容胤微微一點頭,平淡的說:「借你兩把刀。」
他手一揮,叫進了兩位御前影衛,對陸德海說:「此次是為賑災,萬事以保民為要。若有擋路者,殺無赦。」
陸德海只覺得胸口一陣熱流湧過,又是興奮又是感激,一時說不出話來,只是連連磕頭。
他這一趟賑災,主要是和各地守備知州打交道,組織他們開倉放糧,安置災民。他出身寒門,雖然掛了個欽差的名頭,人家賣不賣面子,配不配合,都還是未知之數。可若有了御前影衛隨侍在身就不同了!管你是世家子弟還是朝廷命官,真正是逢山開路,說殺就殺,全憑自己一時喜怒!他這一趟欽差,那可真正是當得威風八面,赫赫非凡!

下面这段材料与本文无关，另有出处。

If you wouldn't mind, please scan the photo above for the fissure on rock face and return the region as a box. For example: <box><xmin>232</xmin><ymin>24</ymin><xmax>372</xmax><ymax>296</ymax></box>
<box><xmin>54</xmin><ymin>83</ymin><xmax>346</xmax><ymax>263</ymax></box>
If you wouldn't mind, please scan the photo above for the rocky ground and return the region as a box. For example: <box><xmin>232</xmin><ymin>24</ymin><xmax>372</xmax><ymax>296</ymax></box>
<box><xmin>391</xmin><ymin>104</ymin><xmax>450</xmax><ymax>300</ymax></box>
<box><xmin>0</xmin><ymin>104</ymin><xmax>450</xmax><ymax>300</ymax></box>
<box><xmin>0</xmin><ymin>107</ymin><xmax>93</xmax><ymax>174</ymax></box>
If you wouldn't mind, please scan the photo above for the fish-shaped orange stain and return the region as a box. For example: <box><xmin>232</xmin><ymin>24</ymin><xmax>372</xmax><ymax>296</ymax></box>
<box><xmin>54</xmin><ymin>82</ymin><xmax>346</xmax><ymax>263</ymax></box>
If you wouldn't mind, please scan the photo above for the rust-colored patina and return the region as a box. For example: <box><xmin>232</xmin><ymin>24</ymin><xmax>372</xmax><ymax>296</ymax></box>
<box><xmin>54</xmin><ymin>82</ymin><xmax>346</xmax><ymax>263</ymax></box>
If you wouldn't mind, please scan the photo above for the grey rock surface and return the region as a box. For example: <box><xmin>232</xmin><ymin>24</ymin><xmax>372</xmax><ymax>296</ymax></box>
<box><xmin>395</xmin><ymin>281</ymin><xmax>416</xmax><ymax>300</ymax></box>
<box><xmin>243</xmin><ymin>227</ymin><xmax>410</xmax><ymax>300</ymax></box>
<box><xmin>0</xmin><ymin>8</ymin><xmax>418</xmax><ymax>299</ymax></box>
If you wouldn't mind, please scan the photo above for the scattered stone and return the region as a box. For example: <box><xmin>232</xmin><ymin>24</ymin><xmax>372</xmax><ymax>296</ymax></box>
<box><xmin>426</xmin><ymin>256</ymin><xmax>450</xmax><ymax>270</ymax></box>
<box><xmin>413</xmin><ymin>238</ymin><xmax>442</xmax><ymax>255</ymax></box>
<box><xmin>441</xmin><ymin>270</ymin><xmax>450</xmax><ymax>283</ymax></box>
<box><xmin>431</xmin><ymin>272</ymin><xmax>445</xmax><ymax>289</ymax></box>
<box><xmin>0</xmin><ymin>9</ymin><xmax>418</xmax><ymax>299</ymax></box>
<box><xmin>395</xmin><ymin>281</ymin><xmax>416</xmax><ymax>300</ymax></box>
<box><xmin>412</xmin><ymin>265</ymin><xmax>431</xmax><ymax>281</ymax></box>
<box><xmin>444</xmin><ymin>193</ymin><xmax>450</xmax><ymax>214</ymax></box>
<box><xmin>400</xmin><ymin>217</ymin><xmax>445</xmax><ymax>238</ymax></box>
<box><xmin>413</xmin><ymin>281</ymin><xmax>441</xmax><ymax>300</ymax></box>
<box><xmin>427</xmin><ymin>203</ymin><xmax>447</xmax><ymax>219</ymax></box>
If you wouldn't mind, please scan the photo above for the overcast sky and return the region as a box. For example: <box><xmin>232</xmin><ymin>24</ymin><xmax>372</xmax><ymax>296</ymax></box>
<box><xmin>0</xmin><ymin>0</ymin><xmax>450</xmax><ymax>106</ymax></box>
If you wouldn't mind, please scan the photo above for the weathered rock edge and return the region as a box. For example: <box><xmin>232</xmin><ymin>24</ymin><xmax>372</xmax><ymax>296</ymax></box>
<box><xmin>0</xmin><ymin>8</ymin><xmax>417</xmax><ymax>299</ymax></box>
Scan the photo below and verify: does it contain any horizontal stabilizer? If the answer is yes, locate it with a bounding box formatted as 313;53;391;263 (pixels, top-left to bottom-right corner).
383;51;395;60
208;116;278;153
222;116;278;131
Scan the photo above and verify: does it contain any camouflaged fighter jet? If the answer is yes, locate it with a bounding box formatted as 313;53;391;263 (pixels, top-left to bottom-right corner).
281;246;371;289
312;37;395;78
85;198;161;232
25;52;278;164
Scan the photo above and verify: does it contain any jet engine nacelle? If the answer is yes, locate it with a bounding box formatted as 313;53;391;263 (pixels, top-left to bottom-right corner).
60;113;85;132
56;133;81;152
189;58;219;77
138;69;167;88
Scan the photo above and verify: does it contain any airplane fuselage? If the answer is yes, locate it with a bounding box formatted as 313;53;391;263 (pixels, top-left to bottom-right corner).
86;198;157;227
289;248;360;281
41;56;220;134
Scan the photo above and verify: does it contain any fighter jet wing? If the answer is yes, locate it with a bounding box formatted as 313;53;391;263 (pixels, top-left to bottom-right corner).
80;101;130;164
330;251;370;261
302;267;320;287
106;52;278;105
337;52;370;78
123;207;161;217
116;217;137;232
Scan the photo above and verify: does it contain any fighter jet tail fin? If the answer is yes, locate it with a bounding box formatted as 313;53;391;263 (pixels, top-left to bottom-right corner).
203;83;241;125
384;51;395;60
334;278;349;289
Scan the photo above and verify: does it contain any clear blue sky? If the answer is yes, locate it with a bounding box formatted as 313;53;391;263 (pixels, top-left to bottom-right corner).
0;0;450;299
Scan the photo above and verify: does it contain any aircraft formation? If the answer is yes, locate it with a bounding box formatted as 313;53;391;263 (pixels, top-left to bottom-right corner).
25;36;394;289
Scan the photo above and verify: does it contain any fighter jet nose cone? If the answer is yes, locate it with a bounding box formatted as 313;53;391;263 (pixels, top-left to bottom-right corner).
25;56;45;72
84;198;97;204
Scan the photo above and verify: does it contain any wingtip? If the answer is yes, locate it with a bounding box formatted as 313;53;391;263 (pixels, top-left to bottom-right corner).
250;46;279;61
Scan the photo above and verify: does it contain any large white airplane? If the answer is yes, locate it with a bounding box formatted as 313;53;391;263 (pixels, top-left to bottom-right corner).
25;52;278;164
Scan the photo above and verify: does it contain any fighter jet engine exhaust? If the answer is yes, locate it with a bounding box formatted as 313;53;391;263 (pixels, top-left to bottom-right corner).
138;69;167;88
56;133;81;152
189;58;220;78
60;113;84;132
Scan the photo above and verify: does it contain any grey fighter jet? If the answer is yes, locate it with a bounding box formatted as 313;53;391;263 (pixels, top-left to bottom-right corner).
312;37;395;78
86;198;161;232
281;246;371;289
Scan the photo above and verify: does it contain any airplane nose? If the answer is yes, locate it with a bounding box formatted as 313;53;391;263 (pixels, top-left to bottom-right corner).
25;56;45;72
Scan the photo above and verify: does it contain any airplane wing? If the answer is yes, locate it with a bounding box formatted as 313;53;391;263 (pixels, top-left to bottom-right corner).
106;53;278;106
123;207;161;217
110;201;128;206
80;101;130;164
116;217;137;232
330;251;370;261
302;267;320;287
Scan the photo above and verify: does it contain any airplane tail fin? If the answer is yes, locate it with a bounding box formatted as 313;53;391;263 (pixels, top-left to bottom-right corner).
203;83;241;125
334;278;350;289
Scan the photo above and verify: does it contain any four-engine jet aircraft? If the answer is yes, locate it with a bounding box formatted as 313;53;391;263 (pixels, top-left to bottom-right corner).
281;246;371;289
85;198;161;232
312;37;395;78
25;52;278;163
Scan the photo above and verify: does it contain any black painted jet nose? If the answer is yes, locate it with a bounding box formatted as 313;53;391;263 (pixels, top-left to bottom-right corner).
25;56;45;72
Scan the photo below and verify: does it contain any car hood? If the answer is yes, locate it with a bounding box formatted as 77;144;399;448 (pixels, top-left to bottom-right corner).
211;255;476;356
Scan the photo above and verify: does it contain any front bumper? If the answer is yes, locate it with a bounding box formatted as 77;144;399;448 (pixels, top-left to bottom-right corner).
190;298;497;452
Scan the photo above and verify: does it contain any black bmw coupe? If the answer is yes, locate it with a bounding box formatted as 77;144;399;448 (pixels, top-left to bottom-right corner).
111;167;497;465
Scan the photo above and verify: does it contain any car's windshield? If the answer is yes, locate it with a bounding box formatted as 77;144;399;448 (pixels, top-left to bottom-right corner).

他好不容易平靜下來,正想向聖上慷慨陳詞,表示一番決心,只聽得皇上又囑咐兩位御前影衛道:「天子刀兵,誅惡伐貪,你們要有分寸。」
兩位御前影衛單膝點地,齊聲答:「是。」
陸德海匍匐在地,覺得好似一桶冰水兜頭澆了下來,登時上下通透凜然。
差點就犯了大錯!
從頭到尾,聖上可半點沒說過「隨侍」二字!他囑咐影衛要有分寸,便是說,御前影衛自己有臨事裁奪的權力!
這不僅僅是兩把刀,這還是天子的刀!有攔路者固然可殺,他若敢辦事不利,藉此耀武揚威,照樣可殺!
自己這點心思,恐怕在聖上眼裡早就看得一清二楚,幾句話輕輕敲打,要看他往後表現!
聖上已經說得很明白了,莞濂二邦裡有他的位置。大餅就吊在眼前,能不能夠到,得看他自己!
短短半個時辰,陸德海心裡頭大起大落,出了一身冷汗,又出了一身熱汗,最後又出了一身冷汗。他噤若寒蟬,滿懷敬畏,再沒了進御書房時的意氣風發,老老實實的和兩位御前影衛一起謝恩請辭,領差而去。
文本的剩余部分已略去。